Tuesday, October 23, 2012

Avoid 4 Handed Drummers :)

Since few drummers have 4 hands, this could be a quite useful hint!  Thanks to home studio programs with loops, we  can record drums even if we can't play drums.  But it's very helpful to know at least a LITTLE about "real drumming" when you create your music tracks. One of my 2 recording studios'  producer happens to be an excellent drummer -- and he would have shaken his chair with laughter if I hadn't caught this mistake in my home studio right before sending out my tracks:
1.   I had found a really driving Paradiddle drum loop (fast beats that alternate left and right stick drumming often on a snare drum).
2.   But even with compression, the drum track was not "thick" enough for the music -- I needed more presence.
3.   So I found a perfect group of loops that added depth from hits on toms.

     The beat was full, fit the music, gave it character....
     And then as I was doing my final review, I suddenly realized:

Paradiddles take     two hands.   
The drum loops I was using were quickly going from tom to tom --   two more hands. 
So unless I could find a 4 handed drummer for this song, I'd be out of luck.

But I WAS in luck -->  Claxton never got to crack up laughing at me for needing a 4 handed drummer!   Hint summary:  
        Analyze your loops to make sure they're possible  
in real life.  Although I'm sure real drummers would enjoy the humor 
of your "drumming"  more if you don't!
Much HUMOR in your music mistakes.... have fun with laughing at yourself!
©2012 DianaDee Osborne;  all rights reserved

Thursday, October 11, 2012

Fast New Instrument Sounds

Here's a quick fun hint if you don't have many instrument sounds in your program.  For example, GarageBand installs with only about 8 piano sounds, including wimpy plain Piano,  a deep Grand Piano on Stage, and a swirling piano.  Pretty limiting even though of course you can edit the sound effects for each of the programmed instruments for a track.

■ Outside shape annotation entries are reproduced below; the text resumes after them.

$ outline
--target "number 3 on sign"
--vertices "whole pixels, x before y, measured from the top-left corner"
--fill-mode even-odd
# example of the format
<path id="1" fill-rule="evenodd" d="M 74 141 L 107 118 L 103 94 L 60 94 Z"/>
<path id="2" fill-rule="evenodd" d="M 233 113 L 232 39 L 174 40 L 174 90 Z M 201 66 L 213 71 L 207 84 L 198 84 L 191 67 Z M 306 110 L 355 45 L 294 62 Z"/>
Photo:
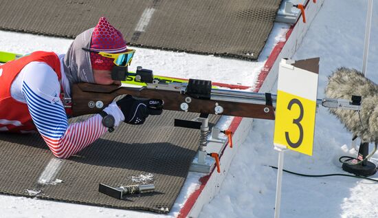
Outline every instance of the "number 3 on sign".
<path id="1" fill-rule="evenodd" d="M 289 61 L 280 64 L 274 142 L 312 155 L 318 74 Z"/>

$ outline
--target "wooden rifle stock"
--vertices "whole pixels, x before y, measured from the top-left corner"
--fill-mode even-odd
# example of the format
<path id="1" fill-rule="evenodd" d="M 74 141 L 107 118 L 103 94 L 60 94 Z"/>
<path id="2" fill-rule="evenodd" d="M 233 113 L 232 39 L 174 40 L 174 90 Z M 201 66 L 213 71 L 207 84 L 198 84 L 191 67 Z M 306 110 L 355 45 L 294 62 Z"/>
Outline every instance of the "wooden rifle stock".
<path id="1" fill-rule="evenodd" d="M 115 98 L 125 94 L 139 98 L 162 99 L 164 101 L 164 109 L 177 111 L 183 111 L 180 105 L 185 102 L 186 97 L 190 97 L 186 94 L 174 91 L 81 83 L 72 86 L 72 115 L 76 117 L 98 113 L 111 103 Z M 188 111 L 215 114 L 216 103 L 223 108 L 223 112 L 220 115 L 274 120 L 273 106 L 224 100 L 191 98 Z M 267 109 L 269 111 L 267 111 Z"/>

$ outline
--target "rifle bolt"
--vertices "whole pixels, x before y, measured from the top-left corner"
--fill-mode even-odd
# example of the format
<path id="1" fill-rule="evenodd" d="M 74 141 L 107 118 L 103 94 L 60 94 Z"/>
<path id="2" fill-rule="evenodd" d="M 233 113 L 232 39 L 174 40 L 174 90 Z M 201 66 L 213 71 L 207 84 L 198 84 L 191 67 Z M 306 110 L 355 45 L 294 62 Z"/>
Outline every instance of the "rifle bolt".
<path id="1" fill-rule="evenodd" d="M 103 107 L 104 107 L 104 103 L 102 101 L 98 100 L 96 102 L 96 107 L 101 109 Z"/>
<path id="2" fill-rule="evenodd" d="M 94 101 L 93 100 L 91 100 L 88 102 L 88 107 L 89 107 L 89 108 L 93 108 L 95 107 L 95 103 L 94 103 Z"/>
<path id="3" fill-rule="evenodd" d="M 184 111 L 185 112 L 188 112 L 188 109 L 189 109 L 189 105 L 188 105 L 186 102 L 182 102 L 180 105 L 180 108 L 181 110 Z"/>
<path id="4" fill-rule="evenodd" d="M 186 97 L 185 98 L 185 102 L 189 104 L 192 102 L 192 98 L 190 98 L 190 97 Z"/>
<path id="5" fill-rule="evenodd" d="M 215 111 L 215 114 L 223 113 L 223 107 L 222 106 L 216 105 L 214 110 Z"/>

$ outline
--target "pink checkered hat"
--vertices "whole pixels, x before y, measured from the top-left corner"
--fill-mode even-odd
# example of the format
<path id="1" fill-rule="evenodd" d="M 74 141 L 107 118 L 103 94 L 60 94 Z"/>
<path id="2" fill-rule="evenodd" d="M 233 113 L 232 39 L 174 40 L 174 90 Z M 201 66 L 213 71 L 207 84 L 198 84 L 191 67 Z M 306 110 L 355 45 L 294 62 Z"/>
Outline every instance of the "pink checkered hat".
<path id="1" fill-rule="evenodd" d="M 113 27 L 105 17 L 101 17 L 94 28 L 91 41 L 91 50 L 107 53 L 121 53 L 126 51 L 122 34 Z M 95 69 L 111 70 L 113 58 L 91 52 L 91 63 Z"/>

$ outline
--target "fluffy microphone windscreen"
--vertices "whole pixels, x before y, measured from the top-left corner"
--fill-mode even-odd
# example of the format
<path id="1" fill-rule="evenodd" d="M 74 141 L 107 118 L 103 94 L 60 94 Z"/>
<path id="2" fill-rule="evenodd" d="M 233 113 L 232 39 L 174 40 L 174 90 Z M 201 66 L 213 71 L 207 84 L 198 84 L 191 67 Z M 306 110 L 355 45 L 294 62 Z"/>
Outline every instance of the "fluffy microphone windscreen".
<path id="1" fill-rule="evenodd" d="M 363 142 L 378 142 L 378 86 L 355 69 L 341 67 L 329 77 L 327 98 L 351 100 L 362 97 L 359 112 L 345 109 L 329 109 L 345 127 Z"/>

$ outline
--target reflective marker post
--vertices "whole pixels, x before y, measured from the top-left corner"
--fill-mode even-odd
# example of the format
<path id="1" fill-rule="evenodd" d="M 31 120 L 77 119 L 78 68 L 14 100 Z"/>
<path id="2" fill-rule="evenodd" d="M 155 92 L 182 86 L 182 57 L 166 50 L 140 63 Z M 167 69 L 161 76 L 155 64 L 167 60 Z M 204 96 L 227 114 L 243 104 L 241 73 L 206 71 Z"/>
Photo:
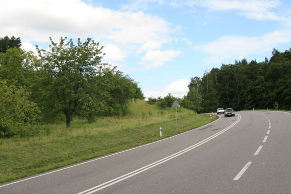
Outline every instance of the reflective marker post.
<path id="1" fill-rule="evenodd" d="M 177 107 L 180 108 L 180 105 L 179 104 L 179 102 L 178 102 L 178 100 L 177 100 L 177 99 L 175 99 L 175 101 L 173 103 L 173 105 L 172 105 L 172 108 L 175 107 L 176 108 L 176 128 L 177 128 L 177 130 L 178 130 L 178 116 L 177 116 Z"/>
<path id="2" fill-rule="evenodd" d="M 160 137 L 162 137 L 162 128 L 160 128 Z"/>

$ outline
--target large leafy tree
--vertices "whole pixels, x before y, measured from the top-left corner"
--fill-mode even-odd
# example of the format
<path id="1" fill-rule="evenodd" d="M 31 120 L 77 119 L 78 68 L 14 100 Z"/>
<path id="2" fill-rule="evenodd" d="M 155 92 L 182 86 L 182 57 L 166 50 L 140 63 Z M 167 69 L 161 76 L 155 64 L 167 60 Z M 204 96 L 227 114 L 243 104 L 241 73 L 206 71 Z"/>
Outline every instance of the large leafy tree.
<path id="1" fill-rule="evenodd" d="M 61 37 L 59 43 L 49 39 L 48 50 L 36 46 L 41 64 L 38 102 L 51 113 L 63 113 L 70 127 L 73 114 L 94 100 L 92 97 L 96 91 L 92 88 L 103 66 L 103 47 L 89 38 L 84 43 L 78 39 L 77 45 L 66 37 Z"/>
<path id="2" fill-rule="evenodd" d="M 16 38 L 14 36 L 11 38 L 7 36 L 3 38 L 0 38 L 0 52 L 4 53 L 6 50 L 10 48 L 19 48 L 21 46 L 20 38 Z"/>

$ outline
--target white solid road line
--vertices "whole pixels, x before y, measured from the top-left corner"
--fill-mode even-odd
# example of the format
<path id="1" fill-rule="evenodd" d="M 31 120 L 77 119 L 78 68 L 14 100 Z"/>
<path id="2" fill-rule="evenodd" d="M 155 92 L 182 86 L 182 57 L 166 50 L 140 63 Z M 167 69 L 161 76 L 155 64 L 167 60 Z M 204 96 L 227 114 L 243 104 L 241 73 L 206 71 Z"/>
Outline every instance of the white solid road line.
<path id="1" fill-rule="evenodd" d="M 140 174 L 144 171 L 145 171 L 147 170 L 148 170 L 149 169 L 151 169 L 152 168 L 153 168 L 154 167 L 157 166 L 159 164 L 161 164 L 162 163 L 163 163 L 164 162 L 166 162 L 169 161 L 170 160 L 171 160 L 173 158 L 175 158 L 181 154 L 183 154 L 185 153 L 188 152 L 188 151 L 206 143 L 206 142 L 208 142 L 208 141 L 212 140 L 212 139 L 216 137 L 217 136 L 218 136 L 219 135 L 221 135 L 221 134 L 222 134 L 223 133 L 225 132 L 225 131 L 226 131 L 227 130 L 228 130 L 228 129 L 229 129 L 230 128 L 231 128 L 232 127 L 234 126 L 235 125 L 236 125 L 240 120 L 241 120 L 241 118 L 242 118 L 242 116 L 241 116 L 241 115 L 237 114 L 238 115 L 238 119 L 234 122 L 232 124 L 230 125 L 229 126 L 227 127 L 227 128 L 226 128 L 226 129 L 224 129 L 221 130 L 220 132 L 218 132 L 217 133 L 215 133 L 215 134 L 205 139 L 204 140 L 201 141 L 201 142 L 194 145 L 193 145 L 190 147 L 188 147 L 185 149 L 184 149 L 178 152 L 175 153 L 170 156 L 169 156 L 167 157 L 165 157 L 162 159 L 161 159 L 159 161 L 158 161 L 157 162 L 153 162 L 151 164 L 149 164 L 146 166 L 144 166 L 142 168 L 140 168 L 138 169 L 135 170 L 133 171 L 130 172 L 127 174 L 125 174 L 124 175 L 123 175 L 122 176 L 120 176 L 119 177 L 118 177 L 117 178 L 115 178 L 114 179 L 113 179 L 112 180 L 109 180 L 107 182 L 106 182 L 104 183 L 101 184 L 100 185 L 96 186 L 94 187 L 92 187 L 91 188 L 88 189 L 85 191 L 82 191 L 80 193 L 78 193 L 77 194 L 91 194 L 93 193 L 95 193 L 97 191 L 101 190 L 103 189 L 104 189 L 106 187 L 108 187 L 110 186 L 111 186 L 112 185 L 113 185 L 115 183 L 117 183 L 119 182 L 120 182 L 123 180 L 125 180 L 127 178 L 130 178 L 131 177 L 133 177 L 136 175 L 137 175 L 138 174 Z"/>
<path id="2" fill-rule="evenodd" d="M 268 138 L 268 136 L 265 136 L 265 138 L 263 140 L 263 143 L 266 143 L 266 141 L 267 141 L 267 138 Z"/>
<path id="3" fill-rule="evenodd" d="M 121 153 L 124 153 L 124 152 L 128 152 L 129 151 L 132 150 L 133 149 L 137 149 L 137 148 L 140 148 L 140 147 L 142 147 L 147 146 L 150 145 L 151 144 L 155 144 L 156 143 L 158 143 L 158 142 L 161 142 L 161 141 L 164 141 L 164 140 L 166 140 L 168 139 L 171 139 L 171 138 L 172 138 L 175 137 L 176 136 L 177 136 L 178 135 L 182 135 L 182 134 L 183 134 L 184 133 L 186 133 L 189 132 L 189 131 L 191 131 L 192 130 L 197 130 L 197 129 L 199 129 L 200 128 L 201 128 L 204 127 L 205 126 L 207 126 L 208 125 L 210 125 L 210 124 L 212 124 L 212 123 L 213 123 L 217 121 L 221 118 L 220 116 L 219 116 L 219 115 L 218 115 L 218 117 L 219 118 L 218 118 L 218 119 L 215 120 L 215 121 L 211 122 L 211 123 L 208 123 L 208 124 L 207 124 L 206 125 L 204 125 L 203 126 L 199 127 L 199 128 L 196 128 L 196 129 L 193 129 L 189 130 L 188 130 L 187 131 L 183 132 L 182 133 L 178 134 L 177 135 L 174 135 L 174 136 L 171 136 L 171 137 L 167 137 L 166 138 L 162 139 L 161 139 L 160 140 L 158 140 L 158 141 L 156 141 L 155 142 L 151 142 L 151 143 L 148 143 L 148 144 L 145 144 L 145 145 L 142 145 L 142 146 L 136 146 L 136 147 L 132 147 L 131 148 L 129 148 L 129 149 L 127 149 L 127 150 L 125 150 L 121 151 L 120 151 L 120 152 L 118 152 L 114 153 L 113 154 L 112 154 L 108 155 L 107 155 L 107 156 L 103 156 L 103 157 L 100 157 L 100 158 L 97 158 L 95 159 L 91 160 L 89 160 L 88 161 L 84 162 L 81 162 L 81 163 L 79 163 L 77 164 L 74 164 L 74 165 L 72 165 L 71 166 L 68 166 L 68 167 L 64 167 L 64 168 L 60 168 L 59 169 L 55 170 L 53 170 L 53 171 L 50 171 L 50 172 L 48 172 L 48 173 L 45 173 L 42 174 L 40 174 L 40 175 L 39 175 L 33 176 L 33 177 L 30 177 L 29 178 L 24 178 L 24 179 L 21 179 L 21 180 L 17 180 L 17 181 L 15 181 L 15 182 L 11 182 L 10 183 L 5 184 L 4 184 L 3 185 L 0 186 L 0 188 L 2 187 L 5 187 L 6 186 L 12 185 L 12 184 L 13 184 L 17 183 L 18 183 L 18 182 L 23 182 L 23 181 L 26 181 L 26 180 L 30 180 L 31 179 L 35 178 L 38 178 L 38 177 L 42 177 L 42 176 L 44 176 L 45 175 L 49 175 L 50 174 L 54 173 L 56 173 L 57 172 L 59 172 L 59 171 L 61 171 L 64 170 L 66 170 L 66 169 L 69 169 L 69 168 L 73 168 L 73 167 L 76 167 L 76 166 L 79 166 L 80 165 L 84 164 L 87 163 L 92 162 L 95 162 L 95 161 L 98 161 L 98 160 L 101 160 L 101 159 L 103 159 L 103 158 L 107 158 L 107 157 L 110 157 L 111 156 L 114 156 L 114 155 L 117 155 L 117 154 L 121 154 Z"/>
<path id="4" fill-rule="evenodd" d="M 256 151 L 256 152 L 255 153 L 255 154 L 254 154 L 254 156 L 258 156 L 258 155 L 259 153 L 259 151 L 262 149 L 262 147 L 263 147 L 263 146 L 260 146 L 259 147 L 259 148 L 258 148 L 258 149 Z"/>
<path id="5" fill-rule="evenodd" d="M 249 166 L 250 166 L 250 165 L 251 165 L 251 162 L 247 162 L 246 164 L 245 164 L 244 167 L 242 168 L 241 172 L 240 172 L 239 174 L 238 174 L 238 175 L 234 178 L 233 178 L 233 180 L 238 180 L 238 179 L 239 179 L 241 177 L 242 177 L 242 176 L 244 172 L 245 172 L 246 169 L 247 169 L 247 168 L 249 167 Z"/>

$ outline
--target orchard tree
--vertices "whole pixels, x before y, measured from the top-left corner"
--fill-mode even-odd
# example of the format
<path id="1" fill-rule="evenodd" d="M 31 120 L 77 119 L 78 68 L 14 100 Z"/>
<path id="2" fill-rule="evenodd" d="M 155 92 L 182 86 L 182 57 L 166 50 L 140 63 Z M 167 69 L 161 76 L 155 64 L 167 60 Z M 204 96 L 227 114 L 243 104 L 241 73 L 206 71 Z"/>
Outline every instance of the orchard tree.
<path id="1" fill-rule="evenodd" d="M 103 47 L 89 38 L 84 43 L 79 38 L 77 45 L 66 37 L 61 37 L 59 43 L 49 40 L 48 50 L 36 46 L 40 58 L 39 104 L 50 113 L 63 113 L 68 128 L 73 114 L 94 100 L 92 88 L 104 65 Z"/>

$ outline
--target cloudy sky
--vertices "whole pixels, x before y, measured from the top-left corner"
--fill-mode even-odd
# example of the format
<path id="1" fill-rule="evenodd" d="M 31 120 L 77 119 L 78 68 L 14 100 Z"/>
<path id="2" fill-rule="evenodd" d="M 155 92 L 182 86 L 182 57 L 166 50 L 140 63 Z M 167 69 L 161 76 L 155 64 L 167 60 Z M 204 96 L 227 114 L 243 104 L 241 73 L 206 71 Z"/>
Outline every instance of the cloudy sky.
<path id="1" fill-rule="evenodd" d="M 191 77 L 233 64 L 270 58 L 291 47 L 291 2 L 279 0 L 0 0 L 0 37 L 22 48 L 49 37 L 91 37 L 103 62 L 139 83 L 146 97 L 180 97 Z"/>

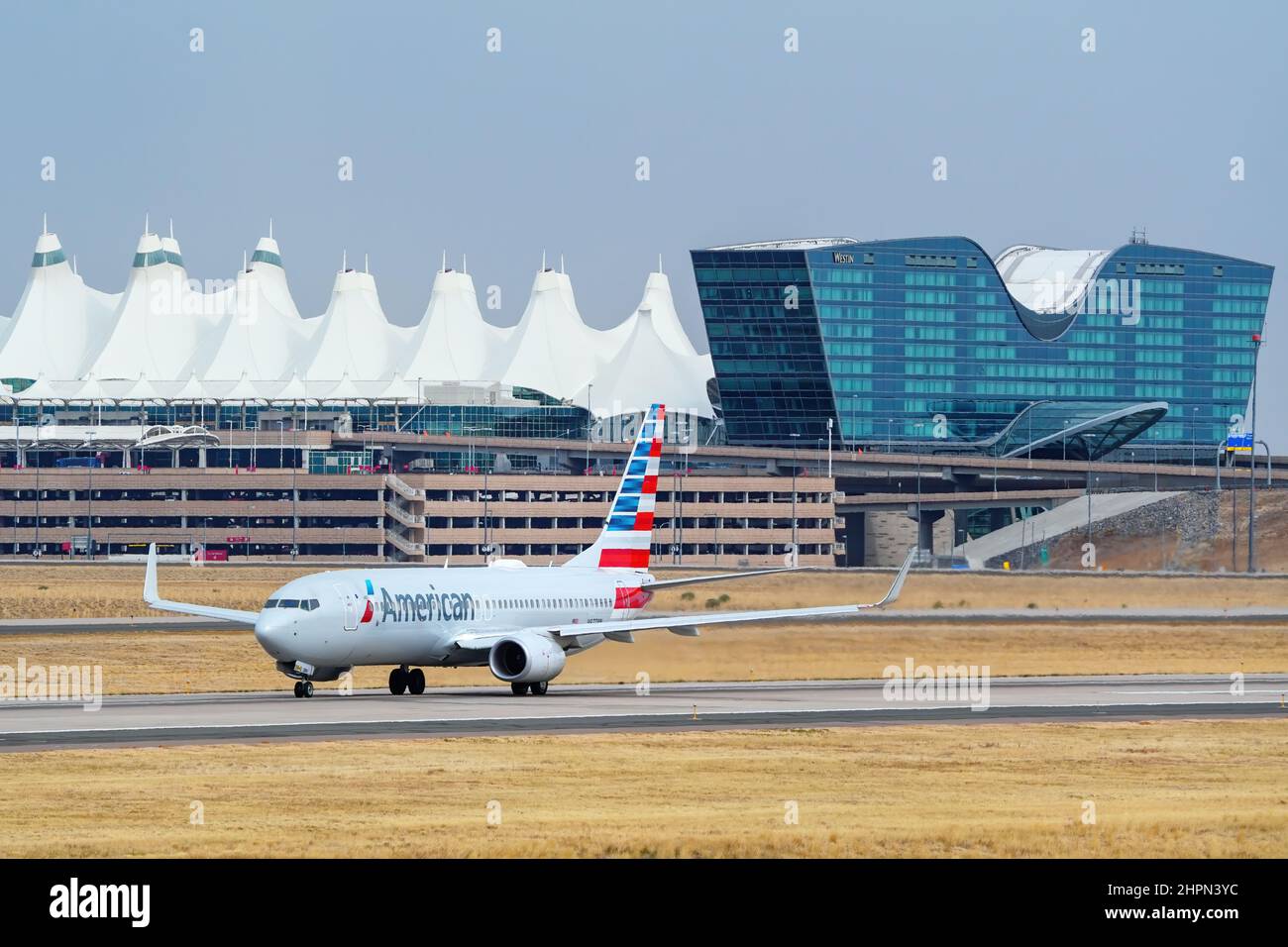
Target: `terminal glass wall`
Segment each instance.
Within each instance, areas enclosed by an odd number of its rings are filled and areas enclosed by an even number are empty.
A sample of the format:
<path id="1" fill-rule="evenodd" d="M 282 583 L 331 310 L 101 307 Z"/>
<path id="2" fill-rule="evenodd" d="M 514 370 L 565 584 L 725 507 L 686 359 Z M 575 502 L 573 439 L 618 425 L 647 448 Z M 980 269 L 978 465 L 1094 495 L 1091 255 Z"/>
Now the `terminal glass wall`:
<path id="1" fill-rule="evenodd" d="M 849 443 L 978 441 L 1051 399 L 1164 401 L 1144 441 L 1215 445 L 1245 412 L 1273 276 L 1131 244 L 1097 273 L 1121 295 L 1101 290 L 1045 343 L 963 237 L 694 251 L 693 265 L 733 443 L 811 442 L 827 417 Z"/>

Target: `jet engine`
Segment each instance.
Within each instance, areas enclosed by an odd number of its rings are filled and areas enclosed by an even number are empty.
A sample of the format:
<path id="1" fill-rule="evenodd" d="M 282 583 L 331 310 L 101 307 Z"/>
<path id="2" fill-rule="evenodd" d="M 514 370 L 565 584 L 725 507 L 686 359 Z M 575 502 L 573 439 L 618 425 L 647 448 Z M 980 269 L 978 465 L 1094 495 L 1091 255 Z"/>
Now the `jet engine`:
<path id="1" fill-rule="evenodd" d="M 533 684 L 556 678 L 565 661 L 563 648 L 553 638 L 520 631 L 493 644 L 487 664 L 501 680 Z"/>

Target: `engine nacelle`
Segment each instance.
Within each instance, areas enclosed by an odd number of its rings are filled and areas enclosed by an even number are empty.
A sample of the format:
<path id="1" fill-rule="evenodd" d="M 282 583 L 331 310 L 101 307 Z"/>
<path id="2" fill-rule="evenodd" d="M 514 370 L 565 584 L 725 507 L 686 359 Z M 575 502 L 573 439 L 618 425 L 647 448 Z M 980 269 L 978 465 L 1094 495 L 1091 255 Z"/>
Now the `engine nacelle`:
<path id="1" fill-rule="evenodd" d="M 559 676 L 567 660 L 563 648 L 554 639 L 520 633 L 493 644 L 487 665 L 501 680 L 535 684 Z"/>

A fast way to get pre-programmed effects:
1.    Go into your loops library to look for loops for that instrument (such as bass guitar).
2.    Find a MIDI loop whose sound you like.
3.    Import that loop into your Song Project.  It DOES NOT MATTER what the notes are.
4.    Grab the end of the loop region and extend it out about 8 measures, to give you space.
5.    SOLO this track.
6.    Skip the loop's notes and put your playhead in any measure after it.
7.    Using the Metronome, play the introduction to your song.  A few measures are fine.
8.    Quantize your introduction (including 1 measure before it).  The first note -- no matter what it is -- should be quantized to 1/4 note.  (See earlier blogs.)
9.     Click on the region if it is not already highlighted (Green in GarageBand).  Then click on the region if it is not also highlighted.
10.   Place the playhead just in front of the first note of your introduction's first measure.
11.   Select Edit --  Split.
12.   DELETE the first part of the track -- with the original loop.
13.   Slide your introduction's region into place.

You can now record anything with the new instrument sound that the original loop had.
Much joy to you looking for NEW sounds!
©2012 DianaDee Osborne;  all rights reserved 

Monday, October 1, 2012

Handling Long Texture Notes

What do you do when your background texture gorgeously grows in sound as the note continues -- but your chord is changing.  And the new chord clashes with the texture?   

1.  Find a  common note between the two chords.
Easy example:  F  to D.  Both  chords contain A, so use that note for the long texture.
2.  Find a  color chord that shares a note between the two chords.
Harder examples:  Em  to D.  The Em7 chord's D note gives a nice sound to a texture and rolls right into the new D chord.   Bm  to C.  The Cmaj7 chord with its top  B note is extremely useful for blending from one chord into another in any progression.  This is one perfect place to use it.
Hardest example:  C  to D.  I was using a swirl type background for a slow, somber song, beginning with a C chord.  But the next chord was a D,  and the extended C texture note in the background gave an unwelcome clash.  Since the song had a minor feel,  I pretended the C chord was its minor -- A minor -- and used an  A  for the texture.  The sound built up into the D chord with no clashing.

Sometimes studio recording programs have awkward problems that need a workaround.  (That's the basis for this blog!)  Often I comment to my computer, "I  AM going to win, so you may as well do what I want."  There's a sense of satisfaction when we figure out the workarounds. 
May you have much joy doing so especially in your world of music!